AIMPLB is opposed to the Right of Children for Free and Compulsory Education Act, 2009, believing it infringes upon the madrassa system of education. This objection extends to the Child Marriage Restraint Act, amended in 1978 to fix the age of marriage at 18 years for girls and 21 for boys. The regressive NGO insists on following the 1937 act introduced in British India (age 12 or lower, whenever puberty sets in) which technically endorses child marriage (in my opinion paedophilia too).

Again, disingenuously, they do not promote this stand but practise it in the spirit of the 'Muslim obfuscation' which Hamid Dalwai, secularist and social reformer, warned about in the 1970s, by saying people need to have a choice. 

It not only opposed the Jaipur Literary Festival in 2012 for video conferencing with Salman Rushdie but also opposes Taslima Nasreen for her stance against the persecution of Hindus in Bangladesh by Muslims for which she was forced to take asylum in India.

Staying true to character, the AIMPLB opposed yoga as part of the curriculum in Indian schools, as well as objected to the Indian courts overturning the 1861 British India laws criminalising same-sex marriage and consensual intercourse which infringes on the LGBT rights. 

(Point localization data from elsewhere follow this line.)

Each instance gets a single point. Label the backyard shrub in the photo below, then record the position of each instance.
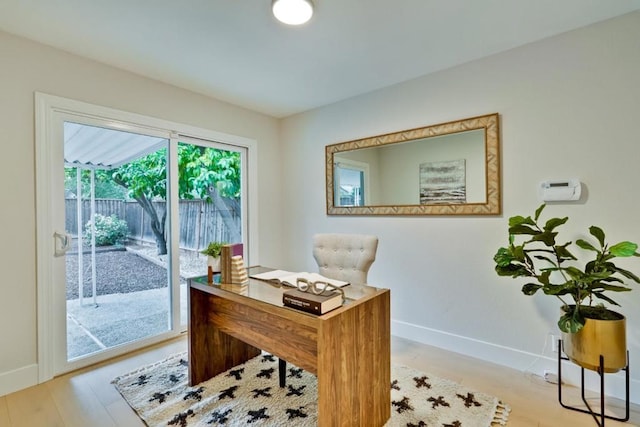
(109, 230)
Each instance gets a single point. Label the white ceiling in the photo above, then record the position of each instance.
(235, 51)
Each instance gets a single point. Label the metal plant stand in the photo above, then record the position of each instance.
(600, 372)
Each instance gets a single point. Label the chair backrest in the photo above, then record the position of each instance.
(345, 257)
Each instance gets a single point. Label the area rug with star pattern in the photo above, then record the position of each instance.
(249, 394)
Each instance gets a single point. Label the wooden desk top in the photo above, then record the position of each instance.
(271, 292)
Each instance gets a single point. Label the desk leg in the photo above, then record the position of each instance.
(211, 351)
(357, 390)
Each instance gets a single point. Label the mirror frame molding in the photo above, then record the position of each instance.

Criticism of this regressive NGO has come from within the Muslim community itself with towering personalities like Indian legal scholar and author Tahir Mahmood and currently serving Governor of Kerala Arif Mohammad Khan asking for its abolition.

Retired Supreme Court judge Markandey Katju also advocated the shutting down of the AIMPLB, rightly so for an organisation that in the twenty-first century discriminates against the Ahmediyyas, not even considering them as Muslims. 

How the 'personal enterprise of ulema, alims and a handful of maulanas teaching at seminaries' continues to be the self-proclaimed guardian of a faith that crores of Muslims follow with their various sects, creeds and understandings of their rights is not baffling when the vote bank politics of the Congress party is brought up.

It was Indira Gandhi who created this wily but useful body, selfishly as a fiefdom of India’s intellectually regressive Muslim leaders who in their turn anchored her political arithmetic.

And eventually Nehru's grandson Rajiv Gandhi chose "political security over social change" when the conservative resistance screamed conspiracy in the 1984 infamous Shah Bano case (M J Akbar’s words in his foreword to Arif Mohammed Khan's Text and Context: Quran and Contemporary Challenges).

The All-India Muslim Personal Law Board has been consolidating its position as the only arbiter of Muslim destiny in secular, republican India.

If the Indian Muslims do not want to be labelled as the most regressive bunch among the global ulema forever, which they are, the NGO must be resisted and thrown into the dustbins of history in the twenty-first century.